Negotiations for the LIV Golf-PGA Tour proposed alliance included the potential for Rory McIlroy (pictured) and Tiger Woods to own LIV Golf teams and compete in the Saudi-backed league. File Photo by Aaron Josefczyk/UPI | License Photo
July 13 (UPI) -- PGA Tour star Rory McIlroy would retire before competing for LIV Golf, he told reporters Thursday at the Scottish Open.
McIlroy made his assertion just two days after his potential involvement with the Saudi-backed operation was made public as part of a U.S. Senate Permanent Subcommittee on Investigations hearing on the proposed LIV Golf-PGA Tour alliance.
Documents submitted to the subcommittee revealed that negotiations included McIlroy and Tiger Woods being offered opportunities to own LIV Golf teams and participate in at least 10 LIV Golf events.

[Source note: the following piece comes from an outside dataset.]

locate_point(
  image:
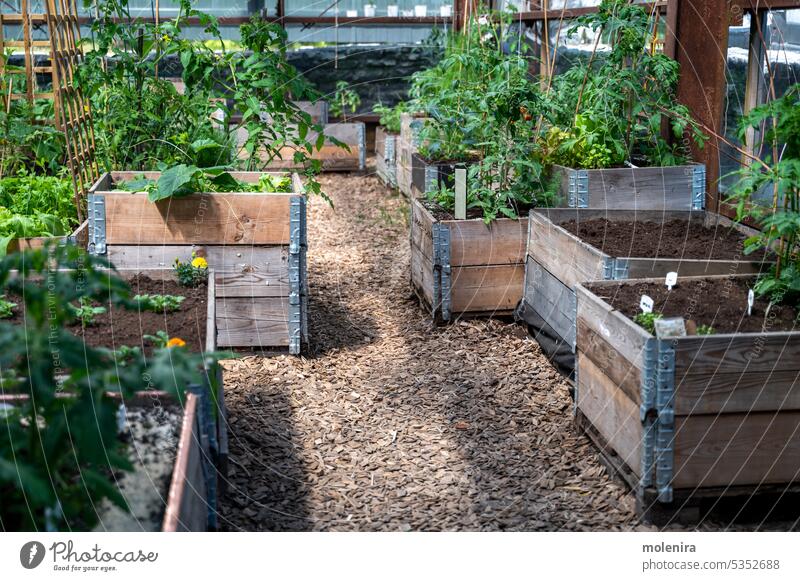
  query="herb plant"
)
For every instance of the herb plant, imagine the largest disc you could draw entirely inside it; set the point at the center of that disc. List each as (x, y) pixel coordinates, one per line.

"If LIV Golf was the last place to play golf on Earth, I would retire," McIlroy, a longtime critic of the Saudi league, told reporters at the Renaissance Club in North Berwick.
"That's how I feel about it. I'd play the majors, but I'd be pretty comfortable."
PGA Tour Chief Operating officer Ron Price and board member Jimmy Dunne offered sworn testimony, answering questions from Sens. Richard Blumenthal, D-Conn., and Ron Johnson, R-Wis., the chair and ranking member, respectively, of the subcommittee, as well as other senators, about the proposed alliance Tuesday in Washington.
They defended the controversial union throughout the 3-hour hearing. The senators cited accusations of Saudi Arabia's human rights abuses. They also questioned the new golf entity's tax compliance and received more information about active negotiations between the parties.
LIV Golf and the PGA Tour announced their decision to unite June 6, potentially ending two years of legal battles, player feuds, suspensions and defections from the longtime U.S.-based golf league to the upstart, Saudi-backed venture.
Dunne said at the hearing that LIV Golf and the Saudi Public Investment Fund -- valued at more than $600 million -- wanted to "destroy the PGA Tour" and could use their "unlimited" finances to "own golf" if the PGA Tour did not try for the merger.
The subcommittee plans to continue its inquiry into the proposed alliance. Sen. Ron Wyden, D-Ore., chairman of the U.S. Senate Finance Committee, also announced another investigation into the PGA Tour-LIV Golf agreement last month.
The Department of Justice also is investigating the PGA Tour for anti-competitive behavior in connection to LIV Golf.
McIlroy was 6-under through the first round and tied for second place, three strokes behind leader An Byeong-hun. The tournament will continue through Sunday in North Berwick.